Há bons momentos, como por exemplo naqueles em que as mulheres percebem que juntas fazem o time funcionar, agindo sempre em equipe e trazendo reflexões para fora desse espaço. As mulheres percebem que para jogar futebol não há superioridade de gênero e sim treino e tática. Os momentos de disputa com os órgãos regulamentadores do esporte, que faziam de tudo para não liberarem o esporte, deixa clara a profundidade das situações criadas durante a Segunda Guerra. Homens engravatados decidem se mulheres podem ou não jogar futebol. O que o filme não deixa claro é que esse time não é o primeiro da história francesa e sim um renascimento do futebol feminino que, no início do século XX, já tinha marcado presença em vários pontos do país. As mulheres foram proibidas nos anos de 1940, inclusive no Brasil durante a ditadura da Era Vargas, a praticarem o esporte. Portanto, Como Meninos é inconsequente em não mostrar a sua importância como recorte histórico, mesmo que pelo viés do riso, em retratar momentos de resistência por uma comunidade apaixonada por um esporte.

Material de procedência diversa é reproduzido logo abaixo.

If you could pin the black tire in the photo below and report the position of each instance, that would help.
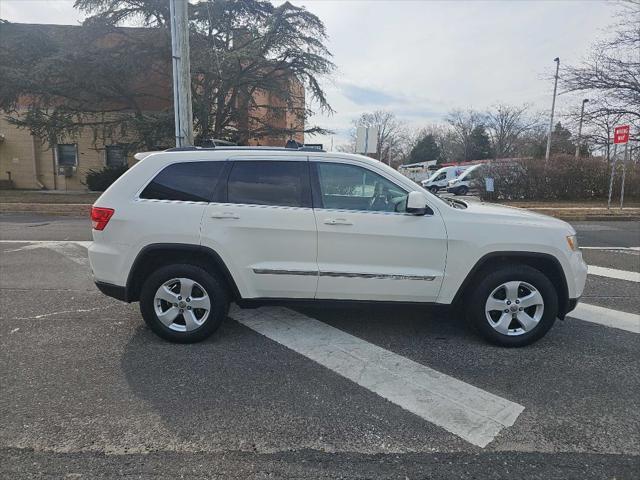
(213, 287)
(477, 317)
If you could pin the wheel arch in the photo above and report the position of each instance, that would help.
(153, 256)
(545, 263)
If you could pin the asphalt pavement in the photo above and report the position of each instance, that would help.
(89, 392)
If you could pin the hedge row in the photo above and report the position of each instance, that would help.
(563, 177)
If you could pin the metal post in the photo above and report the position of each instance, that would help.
(181, 72)
(624, 171)
(553, 107)
(580, 128)
(613, 170)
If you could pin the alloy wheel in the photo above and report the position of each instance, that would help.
(182, 304)
(514, 308)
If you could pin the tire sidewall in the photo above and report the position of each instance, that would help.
(213, 287)
(524, 273)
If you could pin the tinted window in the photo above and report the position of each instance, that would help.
(348, 187)
(189, 181)
(269, 183)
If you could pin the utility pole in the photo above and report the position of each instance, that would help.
(553, 107)
(181, 72)
(580, 128)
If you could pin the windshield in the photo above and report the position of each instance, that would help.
(435, 174)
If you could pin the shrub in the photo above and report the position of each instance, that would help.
(562, 178)
(100, 180)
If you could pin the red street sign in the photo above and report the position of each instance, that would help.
(621, 134)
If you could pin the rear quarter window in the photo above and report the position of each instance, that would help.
(186, 181)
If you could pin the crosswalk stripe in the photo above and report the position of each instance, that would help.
(606, 316)
(614, 273)
(471, 413)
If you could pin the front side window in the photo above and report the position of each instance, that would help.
(67, 154)
(349, 187)
(278, 183)
(115, 156)
(188, 181)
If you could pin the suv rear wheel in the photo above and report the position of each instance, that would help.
(513, 306)
(183, 303)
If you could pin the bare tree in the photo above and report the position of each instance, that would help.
(599, 122)
(507, 125)
(611, 73)
(463, 125)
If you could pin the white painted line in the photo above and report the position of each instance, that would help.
(606, 316)
(613, 273)
(50, 242)
(473, 414)
(63, 247)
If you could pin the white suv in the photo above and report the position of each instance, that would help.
(187, 231)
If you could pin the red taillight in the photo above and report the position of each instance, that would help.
(100, 217)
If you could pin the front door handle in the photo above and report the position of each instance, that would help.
(337, 221)
(224, 215)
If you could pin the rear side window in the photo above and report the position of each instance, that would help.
(270, 183)
(188, 181)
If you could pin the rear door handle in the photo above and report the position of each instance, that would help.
(337, 221)
(224, 215)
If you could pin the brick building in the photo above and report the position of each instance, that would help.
(30, 163)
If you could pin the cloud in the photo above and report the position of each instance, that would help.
(361, 95)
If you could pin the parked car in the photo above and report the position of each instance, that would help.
(467, 181)
(186, 232)
(441, 177)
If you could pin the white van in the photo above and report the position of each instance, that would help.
(440, 178)
(463, 183)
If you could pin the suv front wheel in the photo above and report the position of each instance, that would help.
(513, 306)
(183, 303)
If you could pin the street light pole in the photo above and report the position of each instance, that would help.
(580, 128)
(181, 72)
(553, 107)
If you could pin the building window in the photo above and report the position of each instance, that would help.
(115, 156)
(67, 154)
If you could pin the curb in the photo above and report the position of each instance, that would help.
(63, 209)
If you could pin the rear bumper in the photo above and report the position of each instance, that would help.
(111, 290)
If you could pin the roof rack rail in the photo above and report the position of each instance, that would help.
(302, 148)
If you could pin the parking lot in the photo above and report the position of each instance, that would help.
(89, 392)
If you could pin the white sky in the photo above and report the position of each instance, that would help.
(420, 59)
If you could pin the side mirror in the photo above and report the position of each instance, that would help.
(417, 204)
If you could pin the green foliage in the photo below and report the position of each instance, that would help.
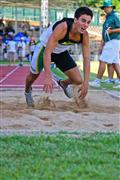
(60, 157)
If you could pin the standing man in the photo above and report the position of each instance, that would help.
(21, 46)
(110, 45)
(54, 45)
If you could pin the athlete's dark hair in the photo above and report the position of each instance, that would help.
(83, 10)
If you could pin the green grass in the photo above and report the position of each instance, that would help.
(94, 69)
(60, 157)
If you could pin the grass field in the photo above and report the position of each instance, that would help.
(57, 157)
(63, 156)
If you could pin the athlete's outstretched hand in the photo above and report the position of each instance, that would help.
(48, 83)
(83, 90)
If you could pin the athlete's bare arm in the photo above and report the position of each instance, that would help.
(86, 64)
(58, 33)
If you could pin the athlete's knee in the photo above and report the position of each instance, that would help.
(32, 77)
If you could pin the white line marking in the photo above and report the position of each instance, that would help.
(9, 74)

Há algum tempo que o cinema francês aderiu às velhas fórmulas do estilo comercial estadunidense, Como Meninos deixa muito clara a referência às tradicionais comédias românticas. Uma das personagens principais é a secretária do jornal Emanuelle Bruno (Vanessa Guide), uma moça que nitidamente não gosta de Paul. Emanuelle é um clichê sem defeitos: bonita, escondida atrás de óculos que mostram a sua inteligência, gosta de futebol, porém tem poucas falas realmente interessantes e age de forma muito contida, nitidamente mal dirigida. Paul só a percebe quando usa o uniforme e o shortinho mostra que ela não é aquilo que se apresenta no local de trabalho, nem preciso dizer para onde a relação dos dois caminha.

A escolha pela via do riso é interessante como recurso narrativo, muitas vezes, de histórias que guardam consigo grandes batalhas e esforços de todos os lados, nesse caso, inclusive, entre homens e mulheres. Mas em Como Meninos a tentativa de gerar riso acabou causando algo que vem há algum tempo sendo discutido no meio, que é a piada pela humilhação, pelo reforço de preconceitos e de padrões na sociedade. Comediantes como a Hannah Gadsby, roteiristas e diretoras como Jill Solloway e muitas outras mulheres como Mellissa McCarthy e Julia Louis-Dreyfuss, que durante muito tempo estiveram nesses papéis subalternos, questionam o olhar de quem filma, refletindo no olhar de quem assiste.

O título do filme em inglês clama pelo o que o roteiro não faz: deixe as meninas jogarem, deixe elas contarem a sua própria história ou seja minimamente honesto com a história delas. Espero que o filme inspire outras realizadoras, roteiristas e atrizes a contarem histórias outras de luta das atletas que, ainda, passam por situações dignas de ficção mas com o pesar da realidade. O futebol feminino no mundo inteiro, inclusive na França que tem grandes times, é uma realidade dura para as mulheres e não uma brincadeira de egos de um jornalista e jogadores aposentados. Infelizmente, não tem graça.